Sie müssen darüber miteinander sprechen, was ihnen gemeinsam ist; sie sind der Geschichte nach, der gesellschaftlichen Verantwortung nach sehr verschieden. Es ist höchst reizvoll, diesen Kontakt mit den anderen Künsten aufzunehmen. Es ist auch eine Schwierigkeit, die wir in der Akademie selber haben, aber es wäre etwas Befruchtendes für die „junge akademie“, für die jungen Künstler, einmal über den eigenen Horizont hinaus, dieser Situation ausgesetzt zu werden.
Das wird institutionell sichtbarer werden im Monat Mai. Zwischen 15. und 21. Mai findet die Werkstatt der „jungen akademie“ statt, wie immer hauptsächlich betreut von Renate Schubert. In dieser Werkstatt werden Sie dann auch die jungen Künstler der anderen Sektionen sehen. (...) Es gibt viele offene Probleme und viele Chance in der „jungen akademie“, die wir versuchen müssen wahrzunehmen. Etwas, das wir in der Sektion Bildende Kunst verbessert haben, ist das Auswahlverfahren. In der Weise, daß nicht nur Mitglieder Vorschläge machen können, sondern auch ehemalige Mitglieder der „jungen akademie“ ein Vorschlagsrecht haben; daß Kuratoren und Kritiker von außerhalb gebeten werden, Vorschläge zu machen, und daß dann eine Jury mit Mitgliedern meiner Sektion, die keine Vorschläge gemacht haben, die Künstler auswählen.
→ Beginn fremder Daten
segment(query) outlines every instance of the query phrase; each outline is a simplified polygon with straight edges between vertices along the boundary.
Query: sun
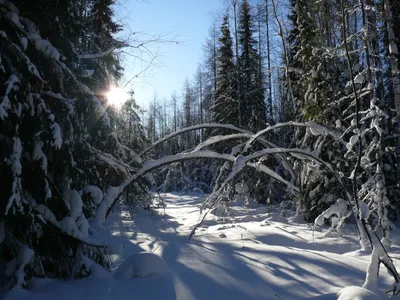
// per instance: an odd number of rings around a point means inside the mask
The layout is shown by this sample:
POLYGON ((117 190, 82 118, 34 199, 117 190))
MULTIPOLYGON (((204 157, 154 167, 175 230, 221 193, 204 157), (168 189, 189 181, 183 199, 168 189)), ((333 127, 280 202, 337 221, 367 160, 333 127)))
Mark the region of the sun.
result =
POLYGON ((128 99, 127 93, 116 86, 110 88, 106 94, 108 103, 117 107, 121 107, 122 104, 128 99))

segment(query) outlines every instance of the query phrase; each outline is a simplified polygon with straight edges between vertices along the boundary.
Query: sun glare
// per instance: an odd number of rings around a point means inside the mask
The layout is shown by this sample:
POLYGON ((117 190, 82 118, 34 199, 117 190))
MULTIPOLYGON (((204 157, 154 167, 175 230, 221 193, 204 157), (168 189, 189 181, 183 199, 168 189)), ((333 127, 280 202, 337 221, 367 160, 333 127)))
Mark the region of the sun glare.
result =
POLYGON ((127 100, 126 92, 118 87, 112 87, 107 93, 107 100, 110 105, 120 107, 127 100))

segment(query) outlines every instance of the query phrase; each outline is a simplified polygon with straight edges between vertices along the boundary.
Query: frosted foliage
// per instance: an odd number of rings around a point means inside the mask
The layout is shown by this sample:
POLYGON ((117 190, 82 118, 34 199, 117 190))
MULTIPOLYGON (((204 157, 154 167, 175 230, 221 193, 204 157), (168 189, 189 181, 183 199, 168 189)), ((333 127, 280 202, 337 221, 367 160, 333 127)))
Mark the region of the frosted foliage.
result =
POLYGON ((82 198, 76 190, 66 189, 63 199, 67 205, 70 216, 76 220, 82 214, 82 198))
POLYGON ((331 219, 332 227, 328 231, 336 229, 337 232, 343 234, 344 221, 351 215, 351 210, 345 200, 339 199, 335 204, 331 205, 327 210, 322 212, 314 221, 317 226, 324 225, 325 219, 331 219))
POLYGON ((117 199, 117 197, 119 197, 123 191, 123 188, 124 185, 118 187, 109 187, 107 189, 103 201, 97 208, 96 215, 93 219, 94 225, 101 226, 104 223, 108 208, 111 207, 112 203, 117 199))
POLYGON ((17 279, 17 286, 25 284, 25 266, 29 264, 34 256, 34 251, 26 245, 21 245, 18 252, 18 268, 15 271, 15 277, 17 279))
POLYGON ((51 143, 56 149, 60 149, 62 145, 61 128, 58 123, 51 125, 53 131, 53 142, 51 143))
POLYGON ((80 194, 89 194, 92 201, 97 205, 103 200, 103 192, 95 185, 85 186, 80 194))
POLYGON ((14 177, 13 183, 12 183, 12 188, 11 188, 11 196, 8 199, 8 203, 6 206, 6 211, 5 214, 7 215, 8 210, 11 208, 13 203, 15 203, 18 207, 21 206, 21 171, 22 171, 22 165, 21 165, 21 154, 22 154, 22 144, 21 140, 18 137, 15 137, 14 139, 14 144, 13 144, 13 149, 12 149, 12 154, 10 156, 10 163, 11 163, 11 172, 14 177))
POLYGON ((325 136, 325 135, 329 134, 329 130, 327 128, 315 123, 314 121, 308 121, 308 122, 306 122, 306 125, 309 126, 310 132, 311 132, 312 135, 325 136))
POLYGON ((47 157, 43 153, 42 147, 43 147, 42 141, 34 142, 32 159, 33 160, 41 160, 41 169, 43 170, 44 174, 47 175, 47 157))
POLYGON ((119 266, 115 276, 120 279, 132 277, 157 277, 168 273, 168 265, 165 260, 157 254, 142 252, 134 254, 119 266))
POLYGON ((19 82, 19 79, 15 75, 11 75, 7 82, 5 83, 6 85, 6 92, 3 96, 2 101, 0 102, 0 119, 4 120, 4 118, 8 117, 7 110, 11 108, 11 103, 9 99, 9 94, 14 87, 16 83, 19 82))
POLYGON ((41 38, 37 33, 30 33, 29 40, 35 45, 36 49, 43 52, 48 58, 60 59, 60 52, 48 41, 41 38))

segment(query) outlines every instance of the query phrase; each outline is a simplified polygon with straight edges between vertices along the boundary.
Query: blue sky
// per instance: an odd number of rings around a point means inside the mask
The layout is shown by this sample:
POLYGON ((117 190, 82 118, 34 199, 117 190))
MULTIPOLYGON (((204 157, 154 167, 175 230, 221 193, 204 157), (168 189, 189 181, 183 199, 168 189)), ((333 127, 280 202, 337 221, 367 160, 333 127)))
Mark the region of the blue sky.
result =
MULTIPOLYGON (((186 78, 191 79, 202 58, 202 45, 208 36, 209 28, 221 13, 222 0, 125 0, 117 10, 126 28, 136 33, 132 39, 146 40, 159 34, 164 39, 182 41, 178 45, 168 42, 156 42, 149 45, 149 50, 157 55, 153 66, 132 80, 128 86, 135 91, 139 105, 147 108, 157 92, 162 99, 170 97, 173 90, 180 93, 186 78)), ((129 30, 123 32, 127 37, 129 30)), ((135 41, 133 41, 133 44, 135 41)), ((143 71, 147 63, 140 59, 150 60, 146 51, 128 49, 134 56, 125 55, 126 83, 137 73, 143 71)), ((143 49, 144 50, 144 49, 143 49)))

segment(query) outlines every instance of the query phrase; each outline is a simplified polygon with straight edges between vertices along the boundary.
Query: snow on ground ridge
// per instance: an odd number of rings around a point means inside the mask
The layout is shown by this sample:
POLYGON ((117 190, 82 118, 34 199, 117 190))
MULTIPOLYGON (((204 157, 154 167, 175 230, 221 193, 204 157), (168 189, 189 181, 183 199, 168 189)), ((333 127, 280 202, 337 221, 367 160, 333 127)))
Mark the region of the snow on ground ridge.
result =
MULTIPOLYGON (((33 291, 9 299, 338 299, 343 287, 362 286, 365 280, 369 255, 359 250, 350 225, 343 238, 323 237, 266 207, 234 206, 230 216, 210 215, 188 240, 204 197, 161 196, 165 208, 133 219, 127 208, 118 207, 98 233, 123 245, 113 257, 114 273, 67 283, 39 280, 33 291), (162 257, 166 275, 138 278, 132 272, 118 278, 118 266, 143 251, 162 257)), ((395 261, 399 249, 392 248, 395 261)), ((391 284, 387 275, 379 283, 381 290, 391 284)))

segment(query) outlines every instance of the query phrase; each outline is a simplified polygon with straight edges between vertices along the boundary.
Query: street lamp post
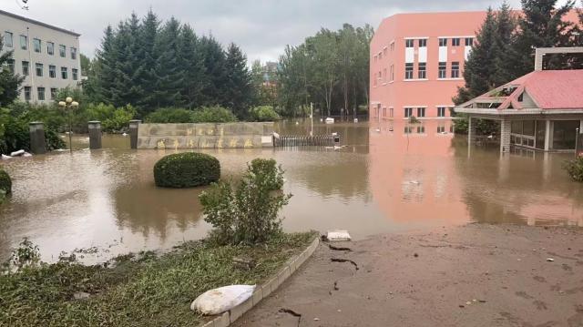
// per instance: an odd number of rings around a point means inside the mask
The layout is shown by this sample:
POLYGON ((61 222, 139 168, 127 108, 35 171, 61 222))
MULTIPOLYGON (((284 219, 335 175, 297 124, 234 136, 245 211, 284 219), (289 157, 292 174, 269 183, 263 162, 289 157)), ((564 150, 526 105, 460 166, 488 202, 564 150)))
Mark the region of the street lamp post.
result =
POLYGON ((58 106, 67 109, 69 113, 69 152, 73 153, 73 110, 79 107, 79 103, 73 101, 71 97, 66 97, 65 101, 59 101, 58 106))

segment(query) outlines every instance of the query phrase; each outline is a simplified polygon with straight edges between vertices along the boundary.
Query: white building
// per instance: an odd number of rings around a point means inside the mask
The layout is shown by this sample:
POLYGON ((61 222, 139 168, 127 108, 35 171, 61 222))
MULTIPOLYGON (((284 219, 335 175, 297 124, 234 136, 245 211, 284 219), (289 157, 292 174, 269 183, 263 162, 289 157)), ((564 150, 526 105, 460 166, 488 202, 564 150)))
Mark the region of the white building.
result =
POLYGON ((59 88, 81 81, 80 35, 0 10, 3 52, 14 51, 11 68, 25 77, 20 99, 45 103, 59 88))

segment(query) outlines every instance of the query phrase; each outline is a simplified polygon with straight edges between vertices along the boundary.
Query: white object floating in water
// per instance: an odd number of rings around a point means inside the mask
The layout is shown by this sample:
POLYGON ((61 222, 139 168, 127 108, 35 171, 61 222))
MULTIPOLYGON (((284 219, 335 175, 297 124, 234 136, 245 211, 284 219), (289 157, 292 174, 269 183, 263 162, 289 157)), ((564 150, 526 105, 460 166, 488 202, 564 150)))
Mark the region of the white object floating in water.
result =
POLYGON ((326 234, 326 239, 330 241, 351 240, 348 230, 330 230, 326 234))
POLYGON ((26 152, 25 150, 18 150, 18 151, 14 151, 10 154, 10 157, 20 157, 22 155, 24 155, 26 152))
POLYGON ((215 315, 226 312, 253 295, 255 285, 230 285, 210 290, 200 294, 192 304, 190 310, 205 315, 215 315))

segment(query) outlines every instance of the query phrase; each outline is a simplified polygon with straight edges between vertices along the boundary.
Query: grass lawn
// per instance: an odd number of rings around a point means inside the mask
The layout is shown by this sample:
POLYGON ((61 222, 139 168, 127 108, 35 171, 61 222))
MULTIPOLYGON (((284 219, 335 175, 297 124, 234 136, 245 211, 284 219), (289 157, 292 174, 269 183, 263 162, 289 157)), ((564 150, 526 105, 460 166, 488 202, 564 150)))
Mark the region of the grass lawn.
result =
POLYGON ((203 321, 189 310, 197 296, 261 283, 315 237, 283 234, 257 247, 188 242, 160 256, 119 257, 113 268, 75 262, 26 268, 0 275, 0 326, 196 326, 203 321), (233 257, 256 265, 238 268, 233 257), (75 300, 77 292, 91 295, 75 300))

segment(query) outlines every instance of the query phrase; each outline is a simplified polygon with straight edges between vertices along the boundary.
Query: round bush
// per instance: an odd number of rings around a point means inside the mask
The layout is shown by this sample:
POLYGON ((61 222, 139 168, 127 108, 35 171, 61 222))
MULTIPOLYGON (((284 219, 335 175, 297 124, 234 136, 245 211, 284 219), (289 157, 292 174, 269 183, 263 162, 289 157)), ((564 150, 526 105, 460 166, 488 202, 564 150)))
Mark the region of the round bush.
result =
POLYGON ((12 179, 7 172, 0 169, 0 190, 3 190, 5 194, 12 193, 12 179))
POLYGON ((220 178, 220 163, 203 153, 176 153, 154 165, 154 181, 162 188, 193 188, 209 185, 220 178))

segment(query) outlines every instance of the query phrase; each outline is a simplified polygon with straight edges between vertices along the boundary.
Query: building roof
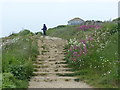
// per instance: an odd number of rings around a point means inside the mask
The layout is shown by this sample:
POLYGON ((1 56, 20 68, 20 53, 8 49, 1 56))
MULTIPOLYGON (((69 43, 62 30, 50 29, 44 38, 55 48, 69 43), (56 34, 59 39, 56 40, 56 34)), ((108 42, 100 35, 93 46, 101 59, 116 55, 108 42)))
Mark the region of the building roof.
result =
MULTIPOLYGON (((82 20, 81 18, 79 18, 79 17, 76 17, 76 18, 73 18, 73 19, 71 19, 71 20, 69 20, 69 21, 80 21, 80 20, 82 20)), ((68 22, 69 22, 68 21, 68 22)), ((82 20, 82 21, 84 21, 84 20, 82 20)))

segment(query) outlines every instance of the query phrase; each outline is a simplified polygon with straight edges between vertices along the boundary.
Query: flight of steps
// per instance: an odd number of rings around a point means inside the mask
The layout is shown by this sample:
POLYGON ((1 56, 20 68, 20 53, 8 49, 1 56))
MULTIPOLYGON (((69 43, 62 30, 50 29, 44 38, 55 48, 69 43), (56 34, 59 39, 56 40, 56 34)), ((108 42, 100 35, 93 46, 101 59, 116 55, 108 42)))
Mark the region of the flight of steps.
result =
POLYGON ((34 77, 31 80, 35 82, 51 82, 76 79, 70 75, 73 72, 67 67, 64 60, 63 46, 57 46, 59 44, 58 40, 56 40, 56 43, 52 42, 53 40, 49 40, 49 43, 47 40, 39 41, 44 46, 39 46, 40 55, 38 55, 37 60, 34 62, 34 77))

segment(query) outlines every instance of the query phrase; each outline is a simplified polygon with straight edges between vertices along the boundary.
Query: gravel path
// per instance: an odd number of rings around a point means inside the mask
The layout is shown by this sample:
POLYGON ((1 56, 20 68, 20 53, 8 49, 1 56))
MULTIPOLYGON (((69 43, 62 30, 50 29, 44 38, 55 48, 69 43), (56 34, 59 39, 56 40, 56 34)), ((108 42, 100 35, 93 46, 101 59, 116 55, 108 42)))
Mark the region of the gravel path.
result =
POLYGON ((39 55, 35 65, 34 76, 29 88, 92 88, 86 83, 76 82, 76 77, 64 60, 63 46, 66 41, 56 37, 40 37, 39 55))

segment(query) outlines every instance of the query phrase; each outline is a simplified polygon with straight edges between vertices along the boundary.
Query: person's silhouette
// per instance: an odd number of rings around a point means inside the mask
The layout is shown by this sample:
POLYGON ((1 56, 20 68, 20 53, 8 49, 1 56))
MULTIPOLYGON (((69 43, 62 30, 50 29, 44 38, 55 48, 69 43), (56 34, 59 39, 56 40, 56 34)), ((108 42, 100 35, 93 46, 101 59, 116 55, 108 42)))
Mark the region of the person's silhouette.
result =
POLYGON ((46 27, 46 25, 45 25, 45 24, 43 24, 43 28, 42 28, 41 30, 43 30, 43 34, 44 34, 44 35, 46 35, 46 30, 47 30, 47 27, 46 27))

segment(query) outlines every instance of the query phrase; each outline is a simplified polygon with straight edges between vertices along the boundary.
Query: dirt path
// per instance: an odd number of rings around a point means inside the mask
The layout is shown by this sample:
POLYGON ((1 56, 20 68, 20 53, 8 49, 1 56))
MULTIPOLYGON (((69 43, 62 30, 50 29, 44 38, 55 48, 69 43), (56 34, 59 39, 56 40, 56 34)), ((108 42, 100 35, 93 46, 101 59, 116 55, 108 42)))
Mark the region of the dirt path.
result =
POLYGON ((38 41, 39 52, 35 65, 34 76, 29 88, 91 88, 84 82, 74 81, 70 76, 73 72, 64 60, 63 46, 66 41, 55 37, 41 37, 38 41))

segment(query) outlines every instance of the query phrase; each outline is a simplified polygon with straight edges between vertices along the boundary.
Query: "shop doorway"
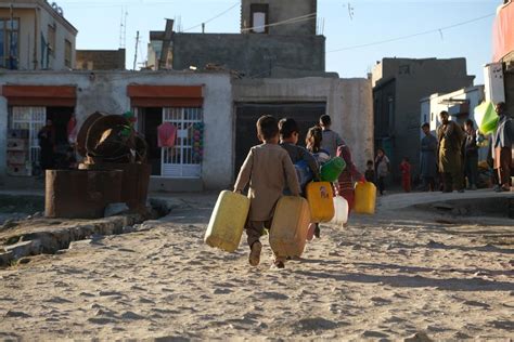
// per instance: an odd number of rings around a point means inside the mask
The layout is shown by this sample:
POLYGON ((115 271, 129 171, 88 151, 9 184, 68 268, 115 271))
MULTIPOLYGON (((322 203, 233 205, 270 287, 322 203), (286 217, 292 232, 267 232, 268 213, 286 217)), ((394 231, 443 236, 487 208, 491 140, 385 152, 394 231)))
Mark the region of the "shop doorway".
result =
POLYGON ((140 132, 149 145, 147 162, 152 166, 152 175, 160 175, 160 147, 157 141, 157 128, 163 123, 163 108, 147 107, 139 109, 140 132))
POLYGON ((73 113, 73 107, 11 107, 8 130, 8 174, 41 175, 38 133, 48 119, 52 120, 55 128, 52 168, 64 167, 66 152, 70 147, 67 140, 67 123, 73 113))
POLYGON ((200 179, 202 173, 203 109, 189 107, 138 108, 138 130, 149 145, 152 175, 172 179, 200 179), (175 145, 158 146, 158 127, 169 122, 177 129, 175 145))

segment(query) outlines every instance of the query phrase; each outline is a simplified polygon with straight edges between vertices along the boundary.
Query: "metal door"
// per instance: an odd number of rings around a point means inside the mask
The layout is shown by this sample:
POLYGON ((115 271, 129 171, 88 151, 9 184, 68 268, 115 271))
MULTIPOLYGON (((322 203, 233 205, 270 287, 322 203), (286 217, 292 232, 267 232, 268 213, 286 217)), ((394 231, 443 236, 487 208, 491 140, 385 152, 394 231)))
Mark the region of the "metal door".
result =
POLYGON ((46 107, 12 107, 10 129, 28 130, 28 159, 26 166, 31 175, 34 175, 36 169, 39 169, 41 152, 38 133, 46 122, 46 107))
POLYGON ((194 128, 203 120, 202 108, 163 108, 163 122, 177 128, 174 147, 162 148, 162 176, 176 179, 200 179, 202 162, 194 158, 194 128))

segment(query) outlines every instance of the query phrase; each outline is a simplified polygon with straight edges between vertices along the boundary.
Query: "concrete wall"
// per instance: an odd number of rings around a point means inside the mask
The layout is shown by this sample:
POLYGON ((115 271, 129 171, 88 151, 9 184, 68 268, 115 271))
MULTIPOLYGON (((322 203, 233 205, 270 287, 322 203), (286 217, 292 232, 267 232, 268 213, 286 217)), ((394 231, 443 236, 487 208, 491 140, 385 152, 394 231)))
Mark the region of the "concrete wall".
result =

So ist die Jury für diese Auswahl zusammen gekommen und hat eine ganz erstaunliche Auswahl getroffen, wie Sie an diesen Künstlerinnen und Künstlern sehen können. Sie hat vier Künstler ausgewählt, die gemeinsam etwas machen konnten und die ihrer Ausstellung den eigentümlichen Titel „Vorläufige Durchsuchung“ gegeben haben. Ich habe da zuerst etwas gestutzt - meine Generation hat so ein polizeifeindliches Gehör. Aber dann dachte ich doch, daß es ziemlich zeitgemäß sei, nicht mehr von Untersuchungen zu sprechen, wo man schon vorher weiß, was man zu untersuchen versucht. Sondern der Zeit entspricht es ja, daß die einen „ihr Ding durchziehen“ und die anderen sich irgendwie durchmogeln; einige darüber jammern, was sie alles durchmachen müssen; uns die Regierung versucht durchzuregieren. In dieser Zeit erscheint es mir also doch recht zeitgemäß, mal zu durchsuchen, wo wir da eigentlich gelandet sind, was das eigentlich ist; irgend etwas stimmt nicht so ganz mit uns allen. Deshalb finde ich den Titel jetzt doch ganz angemessen. Das erstaunliche Ergebnis ist, daß sich dabei alle vier Künstler auf einen Ort bezogen haben, was auch mit dem Titel der Ausstellung zusammen hängt und der Akademie sehr entgegenkommt. In einem Jahr, am 22. April, soll unsere große, immer wieder verschobene, an zwei Häusern stattfindende Ausstellung „RAUM.Orte der Kunst“ zu Ende gehen ...).